In 1996, Ms. Landau taught them to Alexandra Billings for a show they were both working on at The Steppenwolf Theater. Ms Billings took them to The Steppenwolf School in Chicago and ultimately to the Steppenwolf School West in Los Angeles and has been using them in her craft as well as teaching them ever since.

From her vantage point as an actor, Ms Billings has tailored the VPs in a way that opens up emotional truth for the individual actor.


The Viewpoints:
  • Kinesthetic Response
    For every action, there is a reaction. Someone claps, you flinch. A siren goes by, you jump. This is your gut instinct. Reacting without creating. Allowing things to inform you instead of thinking about them first.
  • Tempo
    How fast or how slow you move. This can also be internalized. How quickly do you fall in love. Do you have flashes of temper?
  • Shape
    The literal shape of your body against the universe.
  • Duration
    How long or how short something lasts. Again, this can be internal as well as external. How long do you laugh, cry, breathe, dream. And how does this change?
  • Architecture
    Replace the word “props” with the word Architecture. It’s another name for the physical world around you. Anything you can touch is considered a piece of Architecture. Although, sometimes we can consider light and sound physical properties as well.
  • Spatial Relationship
    How close or how far away you are from someone else. Or from a piece of Architecture. Or from the ground, or the sky, or the earth.
  • Repetition
    The literal repeating of anything. A physical movement, a piece of text, or an emotion. There’s a power in doing something over and over and over. Think Meisner. What happens and how do you allow something to change by simply repeating it.
  • Topography
    Patterns on the earth. Picture having gold paint on the bottom of your feet, traveling around the room, and then looking over your shoulder at what you’ve created.

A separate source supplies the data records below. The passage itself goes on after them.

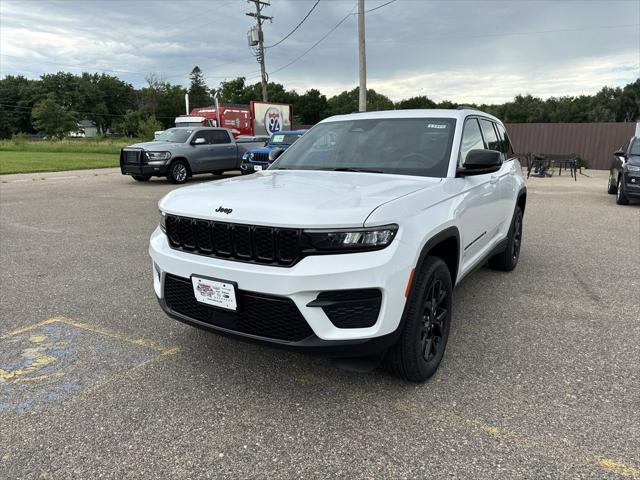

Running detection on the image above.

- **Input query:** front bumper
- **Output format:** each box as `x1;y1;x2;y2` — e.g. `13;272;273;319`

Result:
120;162;169;177
240;160;269;172
149;228;414;356
623;171;640;200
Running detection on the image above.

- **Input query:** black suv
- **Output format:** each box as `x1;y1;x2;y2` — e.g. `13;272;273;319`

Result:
607;135;640;205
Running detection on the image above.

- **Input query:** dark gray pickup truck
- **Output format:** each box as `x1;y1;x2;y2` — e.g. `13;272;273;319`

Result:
120;127;264;183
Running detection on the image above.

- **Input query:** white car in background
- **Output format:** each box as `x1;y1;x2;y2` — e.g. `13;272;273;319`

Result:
149;109;526;381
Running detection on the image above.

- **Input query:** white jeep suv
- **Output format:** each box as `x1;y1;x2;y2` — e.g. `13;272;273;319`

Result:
149;109;526;381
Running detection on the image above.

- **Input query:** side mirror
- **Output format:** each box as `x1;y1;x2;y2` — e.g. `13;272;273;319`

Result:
458;149;502;176
269;148;284;165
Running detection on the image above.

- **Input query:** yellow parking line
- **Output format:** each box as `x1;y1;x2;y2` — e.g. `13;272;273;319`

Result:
0;317;62;340
55;317;165;352
0;317;165;352
0;317;180;383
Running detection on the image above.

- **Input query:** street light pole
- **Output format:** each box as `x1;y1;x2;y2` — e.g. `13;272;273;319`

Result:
358;0;367;112
247;0;273;102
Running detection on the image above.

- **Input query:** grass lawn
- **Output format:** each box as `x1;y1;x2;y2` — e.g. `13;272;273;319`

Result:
0;150;120;174
0;138;145;174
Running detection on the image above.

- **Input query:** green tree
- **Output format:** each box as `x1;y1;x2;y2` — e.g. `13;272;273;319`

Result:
213;77;246;103
396;95;436;109
138;74;187;128
327;87;394;115
117;110;144;137
137;115;162;140
31;93;78;138
189;65;211;107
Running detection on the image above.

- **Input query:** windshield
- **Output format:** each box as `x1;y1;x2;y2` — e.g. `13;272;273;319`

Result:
156;128;193;143
273;118;456;177
269;133;302;145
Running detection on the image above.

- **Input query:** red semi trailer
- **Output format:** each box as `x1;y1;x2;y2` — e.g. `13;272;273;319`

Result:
175;101;293;137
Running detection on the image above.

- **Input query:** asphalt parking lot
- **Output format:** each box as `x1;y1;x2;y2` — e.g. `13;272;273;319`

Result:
0;169;640;479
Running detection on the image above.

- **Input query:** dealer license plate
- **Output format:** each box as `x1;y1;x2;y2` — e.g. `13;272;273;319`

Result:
191;276;238;310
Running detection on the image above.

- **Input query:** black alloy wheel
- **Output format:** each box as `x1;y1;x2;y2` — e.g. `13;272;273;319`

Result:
420;280;449;362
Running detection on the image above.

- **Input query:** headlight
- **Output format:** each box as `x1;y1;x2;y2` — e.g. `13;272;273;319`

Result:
304;225;398;251
147;152;171;161
160;210;167;233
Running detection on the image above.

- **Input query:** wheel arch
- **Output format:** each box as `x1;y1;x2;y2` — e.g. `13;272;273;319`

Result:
416;227;460;285
168;157;193;176
516;188;527;215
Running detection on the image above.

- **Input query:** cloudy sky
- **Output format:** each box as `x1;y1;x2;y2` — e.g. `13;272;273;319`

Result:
0;0;640;103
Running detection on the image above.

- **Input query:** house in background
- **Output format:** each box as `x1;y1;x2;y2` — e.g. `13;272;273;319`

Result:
69;120;98;138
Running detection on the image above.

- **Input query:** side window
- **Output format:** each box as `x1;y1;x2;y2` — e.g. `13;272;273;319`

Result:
458;118;484;165
495;123;513;159
193;130;211;145
480;118;500;151
211;130;231;145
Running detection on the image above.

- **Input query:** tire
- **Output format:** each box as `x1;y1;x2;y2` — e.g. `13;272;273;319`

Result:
616;175;629;205
167;160;189;183
607;172;618;195
384;256;453;382
489;206;522;272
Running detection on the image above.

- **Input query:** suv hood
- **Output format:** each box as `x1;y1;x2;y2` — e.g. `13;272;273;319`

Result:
159;170;441;228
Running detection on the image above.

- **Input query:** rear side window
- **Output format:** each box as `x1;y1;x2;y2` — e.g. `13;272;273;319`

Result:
193;130;213;144
211;130;231;144
459;118;484;165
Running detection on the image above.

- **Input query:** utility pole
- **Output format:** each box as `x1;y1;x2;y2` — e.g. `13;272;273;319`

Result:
358;0;367;112
247;0;273;102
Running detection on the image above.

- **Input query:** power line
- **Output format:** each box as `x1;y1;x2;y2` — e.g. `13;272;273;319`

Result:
364;0;397;13
271;5;356;74
264;0;322;48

Traveling in New York City for instance is much different than traveling through Texas. Each character you portray will have a very different Topography.
  • Gesture
    Hand signals, facial expressions, even waving hello and goodbye. These are all considered a type of gesture. Every character has distinct ways of using their hands or in some cases, not using their hands at all. There’s a big difference in the way characters from Tennessee Williams behave as opposed to the way characters in Anton Chekhov behave. Also, think of acting on stage as opposed to acting in front of the camera. Gestures may be used in both, but they have to change to fit the medium.

The Viewpoints For The Working Actor:
The Viewpoints are simply another way to consider how to create a character and how that character reacts and behaves honestly in the world which the writer has created. Through Viewpoint exercises we’re able to come up with a myriad of possible choices. Viewpoints work equally well in both theater and in front of a camera. After all, acting is not acting, it is telling the simple truth. And that’s true in any medium. But before that happens, you have to get brave, fearless and work with reckless abandon. All the time.This is a study in character development, finding possible truths through movement that you may have never thought of before and most importantly, reigniting your imagination. This is the best tool any actor has, and it usually lays dormant.

The Viewpoints are never meant to be the sole methodology from which an actor studies. They’re meant to add to whatever process the actor already has. It should spark new ideas and squash the millions of times you say “my character would never….”

Let yourself off the hook. Remember acting is not only a craft, it’s an Art.